Kepala tim petugas inkuisisi yang menangani kasus Bruno adalah seorang Jesuit bernama Roberto Bellarmino. Menurut pakar Renaisans Ingrid Rowland dalam bukunya Giordano Bruno: Philosopher/Heretic (2008), Kardinal Bellarmino yang kelak, pada 1930, di angkat menjadi santo itu pernah berkata, “Saya hampir tak pernah membaca buku tanpa keinginan menyensornya habis-habisan.”
Pada 1615, Bellarmino menulis, “Pengakuan bahwa matahari … hanya berotasi tanpa berpindah dari timur ke barat, dan bahwa planet kita terletak di lingkaran ketiga dan mengelilingi matahari dengan kecepatan luar biasa, adalah hal yang sangat berbahaya. Itu … mencederai iman suci kita dan mengesankan bahwa teks-teks suci berdusta.”
Teks Suci
Teks-teks suci itu, ujar Bellarmino, bersepakat secara harfiah bahwa bumi cuma bercokol di tengah semesta dan mataharilah yang berkeliling. Menolak pandangan itu, “sama sesatnya dengan menolak bahwa Ibrahim mempunyai dua anak dan Yakub mempunyai dua belas, sama keblingernya dengan menolak kelahiran Yesus dari perawan suci.
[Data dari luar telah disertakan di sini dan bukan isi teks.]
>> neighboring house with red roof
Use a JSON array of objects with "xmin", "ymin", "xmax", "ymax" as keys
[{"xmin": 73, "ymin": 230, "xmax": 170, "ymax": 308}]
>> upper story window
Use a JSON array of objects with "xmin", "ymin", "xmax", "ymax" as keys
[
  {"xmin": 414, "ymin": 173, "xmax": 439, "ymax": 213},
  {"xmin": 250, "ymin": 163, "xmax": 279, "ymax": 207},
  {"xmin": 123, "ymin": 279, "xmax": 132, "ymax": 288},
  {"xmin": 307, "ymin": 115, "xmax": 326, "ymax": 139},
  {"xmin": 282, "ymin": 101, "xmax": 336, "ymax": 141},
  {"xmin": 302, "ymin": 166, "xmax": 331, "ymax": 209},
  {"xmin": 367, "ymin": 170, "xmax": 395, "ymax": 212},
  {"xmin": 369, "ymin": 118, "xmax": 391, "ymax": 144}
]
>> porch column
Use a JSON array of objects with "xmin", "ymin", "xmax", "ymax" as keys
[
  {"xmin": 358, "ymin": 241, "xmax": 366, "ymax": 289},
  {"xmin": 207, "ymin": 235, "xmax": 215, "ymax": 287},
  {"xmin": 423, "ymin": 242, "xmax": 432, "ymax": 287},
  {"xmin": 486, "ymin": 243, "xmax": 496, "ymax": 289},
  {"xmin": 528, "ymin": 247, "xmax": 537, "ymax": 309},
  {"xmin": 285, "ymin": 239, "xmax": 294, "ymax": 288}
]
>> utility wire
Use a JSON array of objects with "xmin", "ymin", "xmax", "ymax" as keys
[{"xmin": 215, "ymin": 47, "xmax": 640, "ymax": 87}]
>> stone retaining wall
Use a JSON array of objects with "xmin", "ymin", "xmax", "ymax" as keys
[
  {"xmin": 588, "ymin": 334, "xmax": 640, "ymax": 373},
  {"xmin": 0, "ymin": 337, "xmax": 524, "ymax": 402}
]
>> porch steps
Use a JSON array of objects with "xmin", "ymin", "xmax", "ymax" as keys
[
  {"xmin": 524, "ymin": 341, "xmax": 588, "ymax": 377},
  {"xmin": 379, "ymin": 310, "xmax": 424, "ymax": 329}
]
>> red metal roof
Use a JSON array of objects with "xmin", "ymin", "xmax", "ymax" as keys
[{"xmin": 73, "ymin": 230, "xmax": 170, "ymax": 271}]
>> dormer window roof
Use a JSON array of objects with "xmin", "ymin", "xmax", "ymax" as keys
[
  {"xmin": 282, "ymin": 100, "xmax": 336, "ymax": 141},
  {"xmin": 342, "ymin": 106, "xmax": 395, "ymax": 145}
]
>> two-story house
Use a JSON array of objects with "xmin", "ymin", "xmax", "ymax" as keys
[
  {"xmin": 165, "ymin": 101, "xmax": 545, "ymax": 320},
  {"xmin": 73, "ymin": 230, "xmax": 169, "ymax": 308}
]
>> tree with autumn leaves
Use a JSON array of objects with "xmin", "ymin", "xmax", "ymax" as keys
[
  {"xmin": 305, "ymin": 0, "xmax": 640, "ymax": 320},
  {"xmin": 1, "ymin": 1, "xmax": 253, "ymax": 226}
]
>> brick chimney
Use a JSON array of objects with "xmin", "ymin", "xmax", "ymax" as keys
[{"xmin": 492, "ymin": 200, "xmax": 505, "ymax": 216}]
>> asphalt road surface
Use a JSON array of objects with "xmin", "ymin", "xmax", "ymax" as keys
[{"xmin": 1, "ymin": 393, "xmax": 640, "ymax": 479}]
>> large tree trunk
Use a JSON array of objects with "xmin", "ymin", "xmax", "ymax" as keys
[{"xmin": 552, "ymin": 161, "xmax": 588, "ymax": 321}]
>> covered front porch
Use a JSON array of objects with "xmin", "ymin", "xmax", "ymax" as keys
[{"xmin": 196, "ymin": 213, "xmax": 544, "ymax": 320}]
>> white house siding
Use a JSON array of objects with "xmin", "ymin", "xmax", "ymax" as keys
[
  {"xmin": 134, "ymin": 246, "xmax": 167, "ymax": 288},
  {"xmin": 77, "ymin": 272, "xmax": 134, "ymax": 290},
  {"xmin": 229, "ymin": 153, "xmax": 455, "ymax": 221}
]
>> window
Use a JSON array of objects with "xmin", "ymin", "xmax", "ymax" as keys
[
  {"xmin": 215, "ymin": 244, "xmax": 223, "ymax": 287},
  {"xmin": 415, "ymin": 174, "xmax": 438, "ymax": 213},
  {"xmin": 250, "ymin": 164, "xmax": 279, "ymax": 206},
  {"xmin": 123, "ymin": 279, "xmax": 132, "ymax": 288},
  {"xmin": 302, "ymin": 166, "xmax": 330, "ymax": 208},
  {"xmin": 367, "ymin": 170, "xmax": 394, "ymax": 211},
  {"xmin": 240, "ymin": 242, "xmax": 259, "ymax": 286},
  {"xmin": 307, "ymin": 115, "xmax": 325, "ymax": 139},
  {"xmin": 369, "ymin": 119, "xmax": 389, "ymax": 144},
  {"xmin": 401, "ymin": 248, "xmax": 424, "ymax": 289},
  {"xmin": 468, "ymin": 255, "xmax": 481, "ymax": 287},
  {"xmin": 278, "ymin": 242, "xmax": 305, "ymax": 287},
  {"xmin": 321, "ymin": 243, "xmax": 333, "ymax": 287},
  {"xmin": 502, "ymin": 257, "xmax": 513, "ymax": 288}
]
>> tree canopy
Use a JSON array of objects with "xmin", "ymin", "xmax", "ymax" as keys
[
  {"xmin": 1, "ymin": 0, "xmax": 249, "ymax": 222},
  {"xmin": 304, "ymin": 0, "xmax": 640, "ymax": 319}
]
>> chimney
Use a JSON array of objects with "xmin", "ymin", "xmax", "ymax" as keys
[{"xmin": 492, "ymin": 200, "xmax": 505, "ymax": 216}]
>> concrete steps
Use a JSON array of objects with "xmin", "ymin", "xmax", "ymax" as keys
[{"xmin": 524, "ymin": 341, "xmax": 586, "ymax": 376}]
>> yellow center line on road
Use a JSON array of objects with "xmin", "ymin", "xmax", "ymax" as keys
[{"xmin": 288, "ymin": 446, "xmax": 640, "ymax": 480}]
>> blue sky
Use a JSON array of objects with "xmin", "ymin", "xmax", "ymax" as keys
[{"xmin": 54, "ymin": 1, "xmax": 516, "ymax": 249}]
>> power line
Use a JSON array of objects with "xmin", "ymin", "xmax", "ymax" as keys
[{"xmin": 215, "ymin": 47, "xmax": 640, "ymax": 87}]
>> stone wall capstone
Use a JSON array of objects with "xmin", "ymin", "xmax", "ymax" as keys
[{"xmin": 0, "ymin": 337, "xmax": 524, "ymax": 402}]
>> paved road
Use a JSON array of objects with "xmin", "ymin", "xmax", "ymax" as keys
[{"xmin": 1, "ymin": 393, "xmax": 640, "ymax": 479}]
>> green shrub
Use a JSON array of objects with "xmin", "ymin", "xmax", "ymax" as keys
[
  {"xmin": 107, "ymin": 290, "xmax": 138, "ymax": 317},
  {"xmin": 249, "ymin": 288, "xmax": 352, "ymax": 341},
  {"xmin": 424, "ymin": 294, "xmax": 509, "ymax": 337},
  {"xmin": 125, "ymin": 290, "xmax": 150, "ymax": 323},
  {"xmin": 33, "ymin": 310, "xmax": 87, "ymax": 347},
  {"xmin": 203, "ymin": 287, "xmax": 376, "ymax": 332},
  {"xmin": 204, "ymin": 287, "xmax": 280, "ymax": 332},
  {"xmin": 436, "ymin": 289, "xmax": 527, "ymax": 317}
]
Sebab hal-hal itu di nyatakan secara langsung oleh Roh Kudus melalui mulut para rasul dan murid-murid mereka.”
Celaka bagi Bruno, celaka pula bagi Galileo Galilei. Romo Niccolo Lorini, dalam laporannya kepada kantor inkuisisi menggambarkan tulisan-tulisan Galileo sebagai upaya sang ilmuwan dan para pengikutnya untuk menafsirkan ulang Alkitab. Itu berarti pelanggaran terhadap Konsili Trente, katanya, dan “agaknya berbahaya seperti Protestanisme.”
Kita tahu kelanjutan cerita itu. Gereja Katolik terus-menerus mengusik dan menekan Galileo. Alasannya, “ada kecurigaan keras bahwa ia sesat”, sebelum memenjarakannya hingga mati pada 1642. Kita membayangkan temuan-temuan yang mungkin di hasilkan Galileo seandainya ruang geraknya tak di batasi.
Pada 1992, Vatikan mengumumkan permintaan maaf kepada masyarakat dunia dan mengakui bahwa Galileo benar. Pada 2000, Kardinal Angelo Sodano, Menteri Luar Negeri Vatikan, berkata bahwa Gereja menyesal karena dulu telah menggunakan kekerasan dalam menangani kasus Bruno—sekalipun hingga kini mereka tetap menganggapnya sesat.
Apakah permintaan maaf dan pengakuan dosa itu berguna buat Galileo Galilei dan Giordano Bruno? Tentu tidak. Tetapi ia berguna bagi kita. Ia mengingatkan kita bahwa keyakinan, yang rambu-rambunya di tetapkan oleh para wakil Tuhan di dunia, bisa salah. Dan, setiap yang bisa salah semestinya tidak menghukum orang dengan cara merampas darinya hal-hal yang tak terkembalikan.